Since he was on a holiday, and a much-needed break from the chaos of the Spanish Civil War, it is safe to assume that he went back to his painting only when he felt at peace. Whenever even a sliver of doubt crept into his mind, he must have returned to spending quality time with his family or just enjoying the breeze by the sea. Once he would regain his composure, he would return to the artwork hoping to sublimate his emotions onto the canvas.
But given the fact that Guernica emerged from the brush of the very same artist, it is tough to assume that the historic artwork would have ever left the painter. It is bound to have seeped into the subsequent works of the artist, especially in La Plage, Juan-les-Pins since it was an immediate successor. Therefore, the red and orange outburst in the sky depicted in the painting can be interpreted as the volcanic eruption that Guernica, the bombing incident was, and the indelible imprint it left on his mind.
But Jason insists that Picasso was not, by any stretch, a politically inclined person. He never intended to make any political statement through his paintings. While he may have been torn between Spain and France, because of the conflict between his homeland’s belonging and the love for the country where he spent the majority of his life, he never assumed a political stance. Thus, the presence of the French national flag unfurls itself as a symbol of intrigue.
“I think the flag just happened to be there. Since the setting is a port, flags are usually present there. The colours of the flag are beautiful and spread all over the painting. The effect, I think, just stems from Picasso’s positive mood which is why he amplified all the colours before his eyes. What is more fascinating is the mirrored depiction of flag. It could be because the flag was hung upside down that day or may be a deliberate move on his part. I consulted a number of experts only to arrive on the consensus that we do not know,” says Jason.
As Jason alludes to the possibility of a casual usage of the French national flag in the painting, he also steers clear of any influence of his love life on the artwork. But art advisor Farah Siddiqui hints at the painting also being an extension of his conflicted, yet largely pleasant, personal life. “His personal life and professional life were almost always intertwined and the result was deeply passionately created art,” she says.
In the case of La Plage, Juan-les-Pins, it also seems to be a reflection of the ecstasy that he experienced on the birth of his daughter. He named his daughter after his sister who died in childhood, as she was born on the same day as her. He had made a childhood promise to God that he would give up painting if his sister’s life is spared. Since his sister could not survive, he considered painting a divine gift, “tainted with mortifying guilt.”
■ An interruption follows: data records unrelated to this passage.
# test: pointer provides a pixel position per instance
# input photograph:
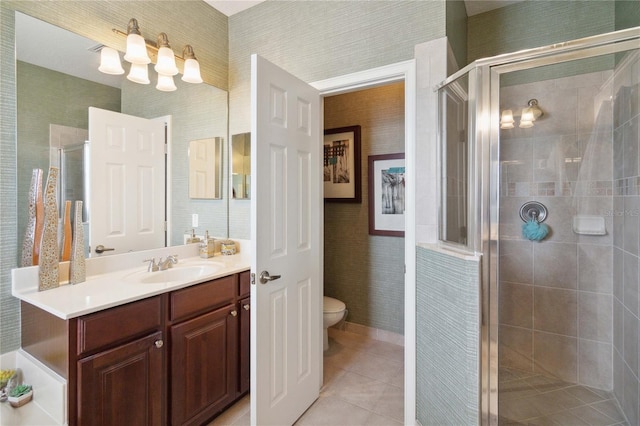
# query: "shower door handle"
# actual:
(265, 277)
(101, 249)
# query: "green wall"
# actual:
(186, 22)
(366, 271)
(48, 97)
(457, 30)
(315, 40)
(535, 23)
(627, 14)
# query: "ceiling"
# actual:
(474, 7)
(38, 41)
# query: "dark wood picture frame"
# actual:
(395, 195)
(340, 146)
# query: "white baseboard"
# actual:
(374, 333)
(49, 388)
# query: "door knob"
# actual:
(100, 249)
(265, 277)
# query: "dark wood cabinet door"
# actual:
(244, 381)
(204, 361)
(123, 385)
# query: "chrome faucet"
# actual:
(153, 266)
(166, 264)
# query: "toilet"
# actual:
(333, 312)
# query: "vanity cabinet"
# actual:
(204, 350)
(177, 358)
(119, 361)
(244, 307)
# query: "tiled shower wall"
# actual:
(626, 235)
(556, 295)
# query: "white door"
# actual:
(127, 181)
(286, 319)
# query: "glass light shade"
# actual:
(139, 73)
(166, 62)
(506, 120)
(165, 83)
(191, 71)
(110, 61)
(136, 50)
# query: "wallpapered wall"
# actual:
(186, 22)
(366, 271)
(315, 40)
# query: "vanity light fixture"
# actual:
(166, 64)
(139, 53)
(110, 61)
(528, 115)
(506, 119)
(165, 83)
(191, 66)
(139, 73)
(136, 45)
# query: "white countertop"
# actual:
(114, 280)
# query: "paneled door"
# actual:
(286, 210)
(127, 181)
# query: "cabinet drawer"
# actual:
(244, 285)
(202, 297)
(119, 324)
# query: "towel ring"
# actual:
(533, 210)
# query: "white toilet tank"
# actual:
(332, 306)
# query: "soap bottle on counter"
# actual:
(193, 238)
(207, 246)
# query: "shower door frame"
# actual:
(484, 178)
(489, 100)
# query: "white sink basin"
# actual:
(176, 274)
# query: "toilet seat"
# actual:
(331, 305)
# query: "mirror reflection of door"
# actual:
(205, 168)
(127, 197)
(241, 165)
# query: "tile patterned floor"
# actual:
(532, 399)
(363, 385)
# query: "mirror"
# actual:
(51, 95)
(205, 168)
(241, 165)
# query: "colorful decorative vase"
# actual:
(35, 194)
(66, 233)
(49, 252)
(77, 273)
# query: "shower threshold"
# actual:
(534, 399)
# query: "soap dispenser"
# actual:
(207, 246)
(193, 239)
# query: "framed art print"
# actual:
(341, 173)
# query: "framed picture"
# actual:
(386, 195)
(342, 165)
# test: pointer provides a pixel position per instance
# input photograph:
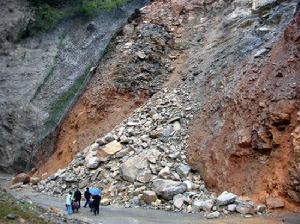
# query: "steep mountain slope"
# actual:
(41, 76)
(222, 79)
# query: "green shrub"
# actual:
(49, 13)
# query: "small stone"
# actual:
(178, 200)
(176, 126)
(245, 209)
(109, 138)
(21, 178)
(213, 215)
(231, 207)
(101, 141)
(273, 202)
(183, 170)
(261, 208)
(105, 201)
(165, 173)
(11, 216)
(149, 197)
(226, 198)
(168, 188)
(34, 180)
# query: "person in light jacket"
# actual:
(69, 203)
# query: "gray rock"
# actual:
(231, 207)
(179, 200)
(274, 202)
(109, 138)
(176, 126)
(183, 170)
(205, 205)
(261, 208)
(11, 216)
(165, 173)
(245, 208)
(226, 198)
(144, 176)
(168, 188)
(101, 141)
(70, 178)
(130, 168)
(149, 196)
(213, 215)
(83, 184)
(260, 6)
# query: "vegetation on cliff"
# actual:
(49, 13)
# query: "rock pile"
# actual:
(142, 162)
(145, 65)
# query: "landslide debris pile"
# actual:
(42, 75)
(143, 161)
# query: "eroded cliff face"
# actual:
(248, 141)
(42, 75)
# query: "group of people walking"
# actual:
(92, 199)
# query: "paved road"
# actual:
(115, 215)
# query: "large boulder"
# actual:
(109, 150)
(226, 198)
(130, 169)
(137, 166)
(21, 178)
(168, 188)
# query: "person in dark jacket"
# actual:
(77, 198)
(96, 203)
(87, 196)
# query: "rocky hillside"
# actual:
(193, 101)
(42, 75)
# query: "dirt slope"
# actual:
(253, 148)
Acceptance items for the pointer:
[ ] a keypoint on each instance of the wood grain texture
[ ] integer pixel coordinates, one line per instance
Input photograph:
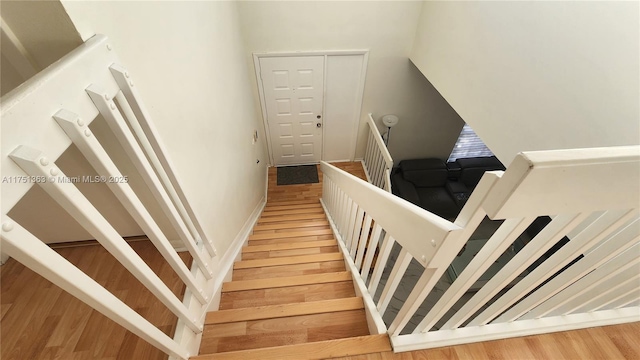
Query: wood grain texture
(289, 240)
(605, 342)
(290, 252)
(310, 210)
(41, 321)
(289, 234)
(274, 311)
(288, 260)
(317, 350)
(257, 284)
(290, 225)
(289, 270)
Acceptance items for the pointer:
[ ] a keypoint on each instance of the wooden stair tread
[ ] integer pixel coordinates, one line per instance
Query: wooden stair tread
(280, 331)
(290, 225)
(286, 295)
(290, 234)
(290, 252)
(310, 351)
(290, 240)
(271, 219)
(288, 246)
(273, 311)
(256, 284)
(245, 264)
(289, 270)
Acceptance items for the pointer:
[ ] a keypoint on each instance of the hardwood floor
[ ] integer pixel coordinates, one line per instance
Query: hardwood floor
(290, 290)
(606, 342)
(41, 321)
(306, 191)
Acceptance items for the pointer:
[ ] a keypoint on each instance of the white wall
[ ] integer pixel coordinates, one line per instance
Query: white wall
(428, 127)
(536, 75)
(188, 62)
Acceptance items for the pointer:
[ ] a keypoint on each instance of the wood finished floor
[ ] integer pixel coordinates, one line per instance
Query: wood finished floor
(41, 321)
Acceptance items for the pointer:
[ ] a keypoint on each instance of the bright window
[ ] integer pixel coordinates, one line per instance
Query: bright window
(469, 145)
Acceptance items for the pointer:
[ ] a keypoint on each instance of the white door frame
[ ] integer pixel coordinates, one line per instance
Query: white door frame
(256, 65)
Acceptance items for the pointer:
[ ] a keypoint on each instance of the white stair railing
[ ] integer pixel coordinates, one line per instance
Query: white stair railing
(377, 162)
(530, 293)
(40, 120)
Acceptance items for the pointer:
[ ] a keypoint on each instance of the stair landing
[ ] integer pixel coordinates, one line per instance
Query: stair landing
(291, 296)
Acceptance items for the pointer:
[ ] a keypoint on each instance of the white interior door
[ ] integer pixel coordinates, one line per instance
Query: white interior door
(292, 89)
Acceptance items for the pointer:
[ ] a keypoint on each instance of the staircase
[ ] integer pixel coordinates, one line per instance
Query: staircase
(291, 296)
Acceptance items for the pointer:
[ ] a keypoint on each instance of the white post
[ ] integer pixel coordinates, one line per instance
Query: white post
(34, 254)
(35, 164)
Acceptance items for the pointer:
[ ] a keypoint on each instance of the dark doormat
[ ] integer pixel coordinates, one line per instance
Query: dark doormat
(301, 174)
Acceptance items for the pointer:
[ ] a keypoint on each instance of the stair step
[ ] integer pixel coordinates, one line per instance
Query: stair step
(313, 210)
(290, 234)
(291, 207)
(272, 219)
(290, 202)
(290, 225)
(310, 351)
(257, 284)
(289, 270)
(290, 240)
(274, 311)
(288, 246)
(286, 295)
(245, 264)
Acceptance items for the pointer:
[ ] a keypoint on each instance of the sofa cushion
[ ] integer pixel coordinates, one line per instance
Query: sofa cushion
(424, 172)
(472, 169)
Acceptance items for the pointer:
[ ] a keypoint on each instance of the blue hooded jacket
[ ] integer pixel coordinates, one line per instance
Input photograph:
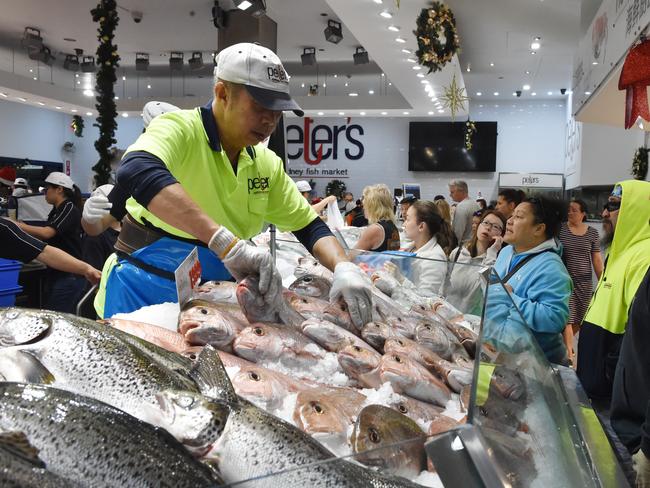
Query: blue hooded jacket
(541, 290)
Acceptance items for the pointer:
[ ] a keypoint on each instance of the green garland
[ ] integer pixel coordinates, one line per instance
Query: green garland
(640, 164)
(431, 24)
(77, 125)
(107, 59)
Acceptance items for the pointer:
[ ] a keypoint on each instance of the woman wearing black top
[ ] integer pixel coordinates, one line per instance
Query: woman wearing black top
(62, 230)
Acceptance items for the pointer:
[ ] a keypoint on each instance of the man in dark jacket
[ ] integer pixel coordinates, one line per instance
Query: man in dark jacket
(630, 414)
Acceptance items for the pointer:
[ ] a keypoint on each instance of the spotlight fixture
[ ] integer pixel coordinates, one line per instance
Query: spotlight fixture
(308, 56)
(333, 32)
(32, 39)
(71, 62)
(141, 61)
(176, 61)
(196, 61)
(360, 56)
(88, 64)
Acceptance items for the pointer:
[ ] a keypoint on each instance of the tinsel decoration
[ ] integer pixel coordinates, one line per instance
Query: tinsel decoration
(107, 59)
(470, 130)
(77, 125)
(453, 97)
(640, 164)
(437, 36)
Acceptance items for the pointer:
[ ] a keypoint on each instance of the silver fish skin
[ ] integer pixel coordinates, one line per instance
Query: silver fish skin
(88, 358)
(96, 445)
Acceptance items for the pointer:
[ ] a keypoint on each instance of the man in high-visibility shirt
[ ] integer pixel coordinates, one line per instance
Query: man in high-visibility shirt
(200, 177)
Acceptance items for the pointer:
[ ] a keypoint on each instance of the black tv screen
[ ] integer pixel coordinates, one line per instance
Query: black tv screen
(440, 146)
The happiness caused by the birth of his daughter populates the majority of the painting, as demonstrated by the palette of bright colours and the leisurely mood. But somewhere in the angularity of the figures lurks the grief of losing his son from the first wife, Olga Khokhlova. As soon as she learnt the birth of his daughter from a mistress, she snatched away the custody of their young son Paulo. Also, on an erotic front, the lack of intellectual compatibility with the mistress, which was initially a refreshing change from the cerebral Olga, started getting on his nerves.
In fact, he had almost given up on painting after his personal and professional (the artistically exhausting Guernica) took a toll on his creativity. But history is glad that he resigned to fate. Had that not occurred, India would have been deprived of harbouring one of the legendary painter’s happiest, yet artistically deceptive, works.
La Plage, Juan-les-Pins is currently housed at the World Towers by Loadha Group in Mumbai but will eventually find its place at Lodha Altamount.